Well, it certainly has been a long time since my last blog post. I almost find it funny how the last entry was about the move to Sweden, and then nothing.
It has been high time to bring a change to lack of content, so here we go again. :)
For me, New Year usually does not bring about any big changes. At the end of the day (or year), it is still another moment in our lives, another day in many.
This New Year was, at least somewhat, different. I finally brought to conclusion my project of bringing all of my infrastructure to use Ansible. Took me a while. As I gaze through the git logs, all the way to the first commit, I find it baffling that the date listed is November 8th, 2014. A little more than two years. But it is finally done, and I think the base is solid for any possible future upgrades.

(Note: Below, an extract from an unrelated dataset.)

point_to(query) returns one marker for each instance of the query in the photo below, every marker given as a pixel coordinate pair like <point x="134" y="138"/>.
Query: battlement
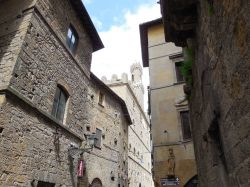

There are some things new, and some things old. On the mail front, it is still the reliable trio - Postfix, Dovecot, and Roundcube. For XMPP, I have switched away from venerable ejabberd in favour of Prosody.
File sharing has moved from ownCloud to its younger brother Nextcloud. Hopefully that one will stay true to the Free Software principles, and keep building a healthy community without closing down the software.
Code repository is hosted in Kallithea, issue tracker is still The Bug Genie.
And the old Drupal 6 has finally been killed-off, together with Gallery2 and integration between the two. It has been replaced with Django Wiki and Django Blog Zinnia.
For those who pay attention to details, it is evident that there has been a big shift from PHP towards Python. In the last couple of years I have really started to enjoy the language. I like its constructs, design, and find a big pleasure whenever I run into term Pythonic. Nowadays it has started to point to me something minimalistic, designed for common use-cases, yet extensible when needed.
Plus, I get applications I can work on much more easily, without having to dig into strange constructs, loops, and arrays of PHP.
Some of my most visited pages, belonging to Free Software X.509 Cookbok, have been moved into the Wiki. This was a bit of a botched effort, an attempt to just get them out there and working so the content would not get lost. In the months to come, I will probably revisit the Cookbook, update it, and start moving into direction that I wanted to take in the first place - using X.509 certificates on the end user system as much as possible.
Apart from my own infrastructure, I have begun to do some small contributions to other projects as well. For start, this effort will be centered to web applications that I use on regular basis. And in the future, we'll see.
Things are finally moving, and 2017 will be fruitful for sure.